Event co-organised with OWASP: Georgia Weidman and Joe McCray Print
Thursday, 13 September 2012 00:00

We are pleased to announce our next event, co-organised with OWASP's Belgian Chapter, with Georgia Weidman and Joe McCray on Wednesday 26 September

The Schedule:

18h00 - 18h30: Welcome at PwC (Ghent)
18h30 - 19h30: Introducing the Smartphone Penetration Testing Framework (Georgia Weidman)
19h30 - 19h45: Networking break
19h45 - 20h45: Why Your Security Products Suck... (Joe McCray)
20h45 - 21h30: Networking & closure


With special thanks to PwC for hosting the event and offering drinks.


Registration procedure: through the OWASP registration page on https://owasp-belgium-2012-09-26.eventbrite.com/

 

The Venue :
Pwc Ghent (Wilson) - Club
Wilsonplein 5G
9000 Gent

Roadmap: http://www.pwc.be/en/map/index.jhtml


Introducing the Smartphone Penetration Testing Framework (Georgia Weidman):

As smartphones enter the workplace, sharing the network and accessing sensitive data, it is crucial to be able to assess the security posture of these devices in much the same way we perform penetration tests on workstations and servers. However, smartphones have unique attack vectors that are not currently covered by available industry tools. The smartphone penetration testing framework, the result of a DARPA Cyber Fast Track project, aims to provide an open source toolkit that addresses the many facets of assessing the security posture of these devices. We will look at the functionality of the framework including information gathering, exploitation, social engineering, and post exploitation through both a traditional IP network and through the mobile modem, showing how this framework can be leveraged by security teams and penetration testers to gain an understanding of the security posture of the smartphones in an organization. We will also show how to use the framework through a command line console, a graphical user interface, and a smartphone based app.

Demonstrations of the framework assessing multiple smartphone platforms will be shown.

Georgia Weidman is a penetration tester, security researcher, and trainer. She holds a Master of Science degree in computer science, secure software engineering, and information security as well as holding CISSP, CEH, NIST4011, and OSCP certifications. Her work in the field of smartphone exploitation has been featured in print and on television internationally.

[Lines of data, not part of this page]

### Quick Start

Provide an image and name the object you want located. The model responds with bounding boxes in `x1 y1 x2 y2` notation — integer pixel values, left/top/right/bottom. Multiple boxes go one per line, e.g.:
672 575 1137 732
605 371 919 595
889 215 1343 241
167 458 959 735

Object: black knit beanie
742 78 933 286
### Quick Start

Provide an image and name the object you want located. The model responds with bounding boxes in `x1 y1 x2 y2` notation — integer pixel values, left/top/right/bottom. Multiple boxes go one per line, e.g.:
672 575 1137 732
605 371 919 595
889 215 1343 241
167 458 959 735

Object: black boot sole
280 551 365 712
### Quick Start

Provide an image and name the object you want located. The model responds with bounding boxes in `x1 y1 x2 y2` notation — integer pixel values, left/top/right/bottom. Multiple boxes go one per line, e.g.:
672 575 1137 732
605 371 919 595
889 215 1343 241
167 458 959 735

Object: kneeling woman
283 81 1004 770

She has presented her research at conferences around the world including Shmoocon, Hacker Halted, Security Zone, and Bsides. Georgia has delivered highly technical security training for conferences, schools, and corporate clients to excellent reviews. Building on her experience, Georgia recently founded Bulb Security LLC a security consulting firm specializing in security assessments/penetration testing, security training, and research/development. She was awarded a DARPA Cyber Fast Track grant to continue her work in mobile device security.

 


Why Your Security Products Suck... (Joe McCray):

Joe McCray will be demonstrating a series of advanced hacking techniques focused on the areas of IDS/IPS/Web Application Firewall Bypass, SRP bypass and several other ways to defeat popular security mechanisms.
Bring your laptop, and hack with him. Joe will bring a wireless access point and allow the attendees to play with the security products as well.
Let's hack!!!!

Joe McCray is an Air Force Veteran and has been in security for over 10 years. Joe has been involved in over 150 very high level pentesting assessments and has some major hacking accomplishments that he can share with his classes. His extensive experience and deep knowledge, mixed with his comedic style has lead Joe to be one of the most highly sought after speaking experts in the industry. Joe makes speaking appearances and gives seminars at major events in the security community such as Black Hat, DefCon, BruCon, Hacker Halted and more. Joe is the recipient of the 2009 EC-Council Instructor Circle of Excellence Award and the 2010 EC-Council Instructor of the Year Award. Joe is the founder and CEO of Strategic Security, Inc. an IT Security consulting firm that provides in-depth technical security assessments of your network, web application, and regulatory compliance gap analysis.